By the error it looks like zookeeper is having some issue and its not able to connect to zookeeper.

If the AMS metrics history data is not important for you and you need to make the service up.

can you try performing : https://cwiki.apache.org/confluence/display/AMBARI/Cleaning+up+Ambari+Metrics+System+Data

Remove the AMS zookeeper data by backing up and removing the contents of 'hbase.tmp.dir'/zookeeper

and see if this helps ?

Also Please make sure AMS Heap configurations are good : https://docs.hortonworks.com/HDPDocuments/Ambari-2.6.2.0/bk_ambari-operations/content/ams_general_gu...

Please accept my answer if you found this helpful.

avatar
Master Mentor

@lam rab

Cleaning up the AMS data would remove all the historical AMS data available

Step-by-step guide

1.Using Ambari

a.Set AMS to maintenance

b.Stop AMS from Ambari

c.Identify the following from the AMS Configs screen

i.'Metrics Service operation mode' (embedded or distributed)

ii.hbase.rootdir iii.hbase.zookeeper.property.dataDir

2.AMS data would be stored in 'hbase.rootdir' identified above. Backup and remove the AMS data.

a. If the Metrics Service operation mode

i.is 'embedded', then the data is stored in OS files.

Use regular OS commands to backup and remove the files in hbase.rootdir

ii.is 'distributed', then the data is stored in HDFS.

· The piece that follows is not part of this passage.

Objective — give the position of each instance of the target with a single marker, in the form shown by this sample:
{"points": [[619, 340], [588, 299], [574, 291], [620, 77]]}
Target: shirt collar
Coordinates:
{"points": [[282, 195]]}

Use 'hdfs dfs ' commands to backup and remove the files in hbase.rootdir

3. Remove the AMS zookeeper data by backing up and removing the contents of 'hbase.tmp.dir'/zookeeper

4.Remove any Phoenix spool files from 'hbase.tmp.dir'/phoenix-spool folder

5.Restart AMS using Ambari

HTH

avatar
Explorer

Hi all,

Thanks for help, the problem is solved by cleaning up the AMS data. but i am still not understand why this happening after upgarde.

Regards

avatar
Master Mentor

@lam rab

Did you do the post upgrade steps mentionned in Migrate Ambari Metrics Data that could be probably the cause. Never ignore researching before any upgrade so as not to miss some post-upgrade Tasks.

Upgrades are NEVER all smooth otherwise no fun 🙂
Please accept the answer to close the thread.